By Dan Horn
and Gregory Korte
The Cincinnati Enquirer
Cincinnati officials won a rare legal victory Wednesday when an appeals court ruled that the city could continue to ban private holiday displays on Fountain Square, at least for this holiday season.
The decision by the U.S. Sixth Circuit Court of Appeals came a few hours after U.S. District Judge Susan Dlott declared the city's ban unconstitutional.
The appeals court did not reverse Judge Dlott's decision, but it did stop enforcement of her order until the case can be considered on appeal.
The Sixth Circuit's decision means individuals and private groups that had hoped to install displays on the square this year will most likely be barred from doing so.
"Fountain Square is closed to the public," said Marc Mezibov, a lawyer for a Jewish organization that had planned to erect a 10-foot-high menorah on the square. "Cincinnati has been put into a deep freeze as far as free expression is concerned."
Mr. Mezibov, who represents Chabad of Southern Ohio, said it would likely be months or longer before the Sixth Circuit hears arguments in the case and makes a decision.
City officials had vowed earlier in the day to fight Judge Dlott's decision. "I get frustrated when federal judges run the city," Mayor Charlie Luken complained.
Mr.
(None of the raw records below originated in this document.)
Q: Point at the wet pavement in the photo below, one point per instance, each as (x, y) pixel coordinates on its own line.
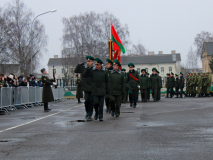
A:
(169, 129)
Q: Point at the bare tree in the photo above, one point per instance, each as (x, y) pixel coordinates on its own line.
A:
(200, 39)
(139, 49)
(191, 62)
(88, 33)
(19, 49)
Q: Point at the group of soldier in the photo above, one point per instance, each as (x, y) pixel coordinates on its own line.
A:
(113, 85)
(198, 84)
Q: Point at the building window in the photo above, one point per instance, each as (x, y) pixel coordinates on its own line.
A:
(162, 70)
(170, 69)
(138, 69)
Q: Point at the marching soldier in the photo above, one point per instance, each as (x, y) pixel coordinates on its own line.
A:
(108, 69)
(79, 93)
(167, 85)
(125, 94)
(148, 87)
(100, 83)
(116, 89)
(143, 82)
(47, 95)
(199, 85)
(132, 80)
(159, 87)
(87, 85)
(155, 83)
(176, 86)
(172, 84)
(181, 85)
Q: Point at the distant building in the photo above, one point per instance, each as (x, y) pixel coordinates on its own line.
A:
(165, 63)
(10, 68)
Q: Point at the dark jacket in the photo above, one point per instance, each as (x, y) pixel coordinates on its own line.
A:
(116, 83)
(176, 82)
(181, 82)
(47, 95)
(99, 79)
(132, 83)
(168, 81)
(79, 93)
(143, 81)
(86, 81)
(154, 81)
(172, 82)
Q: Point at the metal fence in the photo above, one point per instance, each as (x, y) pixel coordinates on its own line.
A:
(11, 98)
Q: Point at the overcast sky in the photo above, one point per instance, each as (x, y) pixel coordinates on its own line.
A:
(160, 25)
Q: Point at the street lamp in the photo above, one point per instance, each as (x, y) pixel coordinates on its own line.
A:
(31, 44)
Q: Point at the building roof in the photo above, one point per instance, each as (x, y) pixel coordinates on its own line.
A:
(146, 59)
(209, 48)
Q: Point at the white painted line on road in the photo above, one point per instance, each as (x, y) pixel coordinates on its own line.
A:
(38, 119)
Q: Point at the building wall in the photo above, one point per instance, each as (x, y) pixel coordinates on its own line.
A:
(175, 68)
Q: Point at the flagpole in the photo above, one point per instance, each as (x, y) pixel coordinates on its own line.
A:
(110, 44)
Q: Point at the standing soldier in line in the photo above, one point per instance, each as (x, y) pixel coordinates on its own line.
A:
(160, 86)
(187, 85)
(87, 85)
(167, 85)
(176, 85)
(47, 95)
(79, 93)
(132, 80)
(148, 87)
(172, 84)
(199, 85)
(116, 88)
(100, 86)
(108, 69)
(154, 81)
(124, 95)
(208, 84)
(143, 82)
(181, 85)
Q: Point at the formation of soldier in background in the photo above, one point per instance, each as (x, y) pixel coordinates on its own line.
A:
(198, 84)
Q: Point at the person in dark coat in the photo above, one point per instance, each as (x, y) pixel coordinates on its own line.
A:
(47, 95)
(79, 93)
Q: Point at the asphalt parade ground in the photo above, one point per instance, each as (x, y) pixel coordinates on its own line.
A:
(169, 129)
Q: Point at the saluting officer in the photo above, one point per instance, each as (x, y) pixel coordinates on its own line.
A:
(144, 83)
(47, 95)
(116, 88)
(167, 85)
(108, 69)
(86, 85)
(132, 80)
(100, 86)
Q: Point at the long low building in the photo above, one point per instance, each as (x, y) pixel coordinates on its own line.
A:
(165, 63)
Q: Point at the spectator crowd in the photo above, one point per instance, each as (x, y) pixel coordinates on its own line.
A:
(13, 81)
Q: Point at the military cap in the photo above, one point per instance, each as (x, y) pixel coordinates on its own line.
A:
(131, 64)
(116, 62)
(143, 70)
(154, 69)
(42, 70)
(98, 61)
(109, 61)
(90, 58)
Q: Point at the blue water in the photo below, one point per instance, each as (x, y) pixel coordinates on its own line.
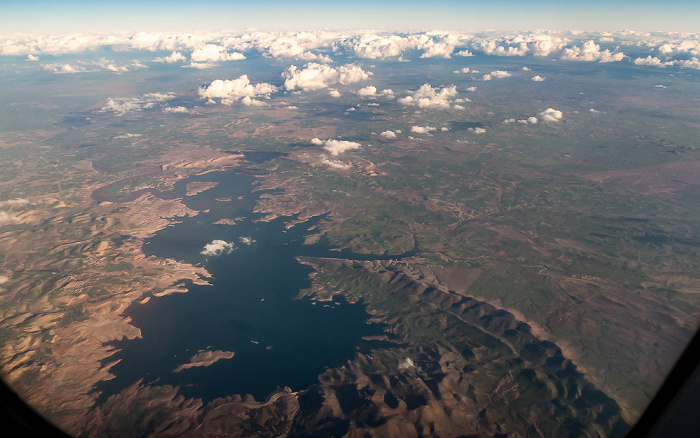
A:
(250, 308)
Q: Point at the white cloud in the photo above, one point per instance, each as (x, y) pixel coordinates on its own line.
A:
(63, 68)
(654, 61)
(429, 97)
(123, 105)
(315, 76)
(551, 115)
(214, 53)
(173, 57)
(336, 164)
(590, 51)
(336, 147)
(497, 74)
(217, 248)
(367, 91)
(423, 129)
(229, 91)
(92, 66)
(407, 363)
(177, 109)
(246, 240)
(127, 136)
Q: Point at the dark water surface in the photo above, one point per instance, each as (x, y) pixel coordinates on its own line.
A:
(250, 308)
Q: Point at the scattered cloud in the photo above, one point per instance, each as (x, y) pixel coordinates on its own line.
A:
(229, 91)
(368, 91)
(551, 115)
(214, 53)
(123, 105)
(217, 248)
(246, 240)
(652, 60)
(336, 147)
(336, 164)
(177, 109)
(315, 76)
(429, 97)
(127, 136)
(590, 51)
(423, 129)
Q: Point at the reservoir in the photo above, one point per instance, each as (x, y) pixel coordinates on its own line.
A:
(250, 308)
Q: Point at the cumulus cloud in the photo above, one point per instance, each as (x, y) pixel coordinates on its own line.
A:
(217, 248)
(652, 60)
(551, 115)
(214, 53)
(246, 240)
(423, 129)
(123, 105)
(406, 364)
(229, 91)
(590, 51)
(315, 76)
(429, 97)
(521, 121)
(336, 164)
(336, 147)
(177, 109)
(368, 91)
(500, 74)
(173, 57)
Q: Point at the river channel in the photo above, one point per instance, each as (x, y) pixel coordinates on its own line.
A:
(249, 309)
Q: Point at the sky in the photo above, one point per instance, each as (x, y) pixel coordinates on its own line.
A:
(67, 16)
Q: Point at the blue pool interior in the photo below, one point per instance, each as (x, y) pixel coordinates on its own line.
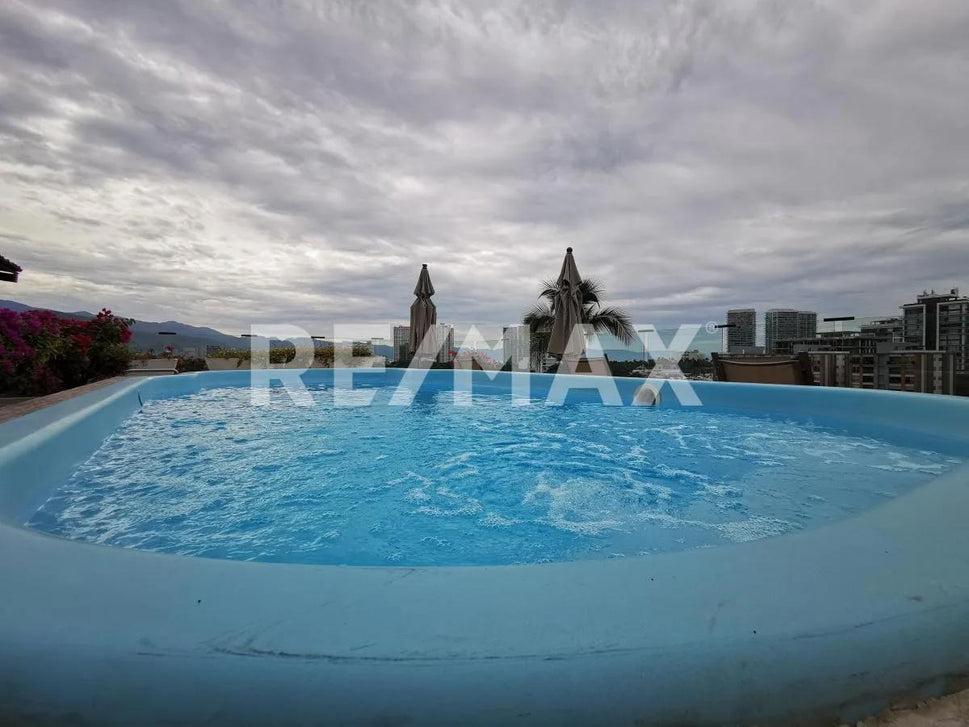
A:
(826, 623)
(472, 478)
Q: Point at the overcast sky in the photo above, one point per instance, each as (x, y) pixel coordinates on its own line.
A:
(228, 163)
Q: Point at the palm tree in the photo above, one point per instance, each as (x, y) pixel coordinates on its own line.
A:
(602, 319)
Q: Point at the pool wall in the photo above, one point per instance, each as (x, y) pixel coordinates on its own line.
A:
(830, 623)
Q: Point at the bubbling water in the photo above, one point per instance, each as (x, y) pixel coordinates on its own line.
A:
(433, 483)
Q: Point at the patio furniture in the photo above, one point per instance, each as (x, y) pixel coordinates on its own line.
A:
(794, 370)
(153, 367)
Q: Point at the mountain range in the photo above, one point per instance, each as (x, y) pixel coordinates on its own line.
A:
(145, 335)
(195, 339)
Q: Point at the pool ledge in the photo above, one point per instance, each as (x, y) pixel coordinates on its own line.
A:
(824, 624)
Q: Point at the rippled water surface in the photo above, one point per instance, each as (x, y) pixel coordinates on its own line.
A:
(434, 484)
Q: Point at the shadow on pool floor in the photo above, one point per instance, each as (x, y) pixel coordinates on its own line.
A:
(950, 711)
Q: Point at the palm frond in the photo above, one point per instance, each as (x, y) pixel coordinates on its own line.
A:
(614, 321)
(591, 290)
(539, 318)
(549, 289)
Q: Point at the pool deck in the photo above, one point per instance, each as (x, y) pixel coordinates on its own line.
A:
(821, 626)
(37, 403)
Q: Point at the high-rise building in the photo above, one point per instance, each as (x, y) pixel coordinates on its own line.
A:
(785, 323)
(807, 324)
(445, 340)
(741, 330)
(515, 345)
(939, 322)
(886, 329)
(401, 343)
(779, 323)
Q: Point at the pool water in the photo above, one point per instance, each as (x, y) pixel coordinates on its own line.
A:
(434, 483)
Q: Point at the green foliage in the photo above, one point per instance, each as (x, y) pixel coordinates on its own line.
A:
(41, 353)
(603, 319)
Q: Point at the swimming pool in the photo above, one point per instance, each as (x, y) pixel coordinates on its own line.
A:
(582, 563)
(475, 481)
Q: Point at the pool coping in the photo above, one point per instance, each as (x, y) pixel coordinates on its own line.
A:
(829, 623)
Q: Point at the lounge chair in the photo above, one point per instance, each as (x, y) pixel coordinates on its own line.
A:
(794, 370)
(153, 367)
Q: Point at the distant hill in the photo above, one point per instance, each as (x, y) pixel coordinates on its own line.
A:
(145, 334)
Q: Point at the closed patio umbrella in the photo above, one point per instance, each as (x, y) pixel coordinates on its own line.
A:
(423, 316)
(567, 308)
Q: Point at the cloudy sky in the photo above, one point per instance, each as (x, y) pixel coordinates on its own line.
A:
(228, 163)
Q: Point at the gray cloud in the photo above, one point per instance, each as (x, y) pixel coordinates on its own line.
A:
(231, 163)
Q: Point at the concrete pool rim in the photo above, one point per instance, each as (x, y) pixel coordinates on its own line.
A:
(826, 623)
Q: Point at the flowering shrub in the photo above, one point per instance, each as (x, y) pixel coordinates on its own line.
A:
(41, 353)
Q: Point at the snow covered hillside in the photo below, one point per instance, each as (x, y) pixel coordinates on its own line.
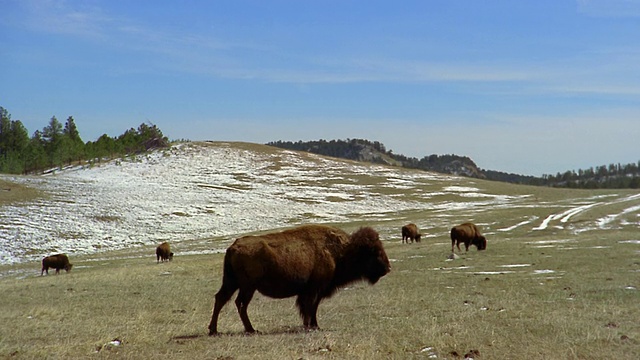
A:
(223, 190)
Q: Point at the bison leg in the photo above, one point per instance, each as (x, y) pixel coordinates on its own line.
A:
(242, 303)
(308, 306)
(222, 297)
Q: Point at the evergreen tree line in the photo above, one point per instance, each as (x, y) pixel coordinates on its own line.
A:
(601, 177)
(56, 145)
(350, 149)
(613, 176)
(360, 150)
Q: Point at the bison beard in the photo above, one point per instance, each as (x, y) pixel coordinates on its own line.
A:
(310, 262)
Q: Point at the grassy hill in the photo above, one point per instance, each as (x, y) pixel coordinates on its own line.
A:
(559, 279)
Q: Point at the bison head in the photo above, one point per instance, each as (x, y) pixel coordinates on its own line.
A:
(480, 242)
(371, 255)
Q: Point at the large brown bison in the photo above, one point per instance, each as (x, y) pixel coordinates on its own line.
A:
(163, 252)
(468, 234)
(310, 262)
(57, 261)
(410, 232)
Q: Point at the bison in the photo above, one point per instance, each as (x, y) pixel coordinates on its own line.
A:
(410, 232)
(310, 262)
(163, 252)
(57, 261)
(468, 234)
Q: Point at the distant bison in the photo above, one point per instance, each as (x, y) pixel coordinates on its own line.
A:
(410, 232)
(57, 261)
(468, 234)
(163, 252)
(310, 262)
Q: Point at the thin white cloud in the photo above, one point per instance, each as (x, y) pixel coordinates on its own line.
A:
(609, 8)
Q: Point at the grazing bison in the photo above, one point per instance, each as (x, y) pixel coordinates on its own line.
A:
(410, 232)
(57, 261)
(468, 234)
(310, 262)
(163, 252)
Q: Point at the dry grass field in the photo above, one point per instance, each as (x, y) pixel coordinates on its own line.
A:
(568, 290)
(529, 298)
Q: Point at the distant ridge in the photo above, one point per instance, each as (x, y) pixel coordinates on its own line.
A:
(612, 176)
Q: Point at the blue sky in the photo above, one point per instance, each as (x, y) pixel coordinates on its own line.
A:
(531, 87)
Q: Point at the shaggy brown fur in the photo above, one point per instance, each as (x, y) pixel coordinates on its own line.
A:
(57, 261)
(310, 262)
(468, 234)
(410, 232)
(163, 252)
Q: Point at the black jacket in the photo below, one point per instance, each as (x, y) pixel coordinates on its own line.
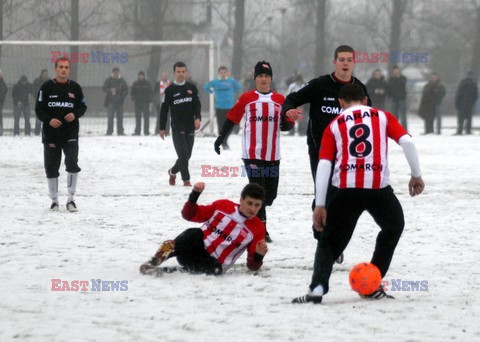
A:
(54, 101)
(184, 104)
(377, 89)
(466, 95)
(397, 88)
(432, 96)
(141, 92)
(121, 90)
(21, 91)
(322, 94)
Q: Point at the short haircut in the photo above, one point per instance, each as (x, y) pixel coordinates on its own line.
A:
(179, 65)
(351, 93)
(253, 190)
(343, 48)
(62, 59)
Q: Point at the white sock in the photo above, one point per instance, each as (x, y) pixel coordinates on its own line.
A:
(71, 185)
(318, 291)
(53, 189)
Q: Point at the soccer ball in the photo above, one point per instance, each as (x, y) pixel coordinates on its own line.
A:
(365, 278)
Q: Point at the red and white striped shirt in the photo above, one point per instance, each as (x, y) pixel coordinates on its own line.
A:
(357, 140)
(261, 128)
(226, 232)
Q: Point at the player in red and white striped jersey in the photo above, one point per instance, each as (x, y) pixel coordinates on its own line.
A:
(357, 142)
(228, 230)
(260, 110)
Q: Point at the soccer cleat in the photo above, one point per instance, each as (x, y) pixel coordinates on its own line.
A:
(308, 298)
(268, 239)
(71, 206)
(379, 294)
(171, 180)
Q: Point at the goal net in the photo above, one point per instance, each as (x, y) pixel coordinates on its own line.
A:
(92, 63)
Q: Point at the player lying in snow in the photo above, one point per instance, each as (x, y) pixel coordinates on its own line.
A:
(228, 230)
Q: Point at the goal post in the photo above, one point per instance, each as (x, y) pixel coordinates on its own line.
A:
(29, 57)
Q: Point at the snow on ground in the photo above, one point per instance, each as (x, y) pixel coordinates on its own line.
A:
(126, 208)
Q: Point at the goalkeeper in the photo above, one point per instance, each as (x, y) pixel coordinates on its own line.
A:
(228, 230)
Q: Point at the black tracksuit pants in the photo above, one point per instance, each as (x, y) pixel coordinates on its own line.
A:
(183, 143)
(343, 210)
(266, 174)
(192, 255)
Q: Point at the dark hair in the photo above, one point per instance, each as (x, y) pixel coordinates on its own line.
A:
(351, 93)
(253, 190)
(343, 48)
(62, 59)
(179, 65)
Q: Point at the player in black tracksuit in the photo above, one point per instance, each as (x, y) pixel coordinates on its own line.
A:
(60, 104)
(181, 98)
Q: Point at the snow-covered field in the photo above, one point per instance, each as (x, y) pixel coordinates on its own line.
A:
(126, 208)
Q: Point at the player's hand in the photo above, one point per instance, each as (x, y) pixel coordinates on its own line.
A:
(416, 186)
(218, 143)
(199, 187)
(69, 117)
(262, 247)
(319, 218)
(197, 123)
(55, 123)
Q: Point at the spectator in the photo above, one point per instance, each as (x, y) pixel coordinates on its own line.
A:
(160, 86)
(116, 89)
(432, 96)
(397, 92)
(465, 99)
(21, 93)
(377, 89)
(141, 93)
(224, 89)
(3, 94)
(37, 83)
Luken and city attorneys have argued that the ban on private displays is a reasonable, legal way to control clutter on the square during the busiest time of year.
In her 20-page decision, however, the judge declared the law an "offensive" violation of the rights of citizens to freely express themselves.
She said the ban transforms the most public place in Cincinnati into a zone controlled exclusively by the government.
"The city has attempted to monopolize the most important forum in Cincinnati during the time of year when it is most visited," Judge Dlott said in her 20-page decision. "The regulation ... is a most outrageous intrusion on the rights guaranteed by the First Amendment."
The decision appeared to clear the way for Chabad, a Jewish charitable organization, to erect a 10-foot-high menorah on the square.
The appeals court decision came as a surprise because the city has lost every legal battle over holiday displays on the square since the early 1990s, when a federal court ruled that the Ku Klux Klan had a right to erect a cross on the square.
Mayor Luken and other city officials have said they have a right to regulate the use of the square, especially when groups install "physical unattended structures" that could interfere with the city's own holiday display.
"It is distressing to me that the city's legitimate, good-faith attempts to ensure ways citizens can enjoy their public spaces are constantly interfered with by the courts," Mr. Luken said early Wednesday.
In her ruling, however, Judge Dlott said the city made a mistake when it abandoned an earlier policy of issuing permits on a first-come, first-served basis to private groups that want to use the square.
The appeals court decision to stay Judge Dlott's order does not necessarily mean the court will ultimately reverse her decision.
But for practical purposes, Mr. Mezibov said, the decision makes it impossible for anyone but the city to put a display on Fountain Square this holiday season.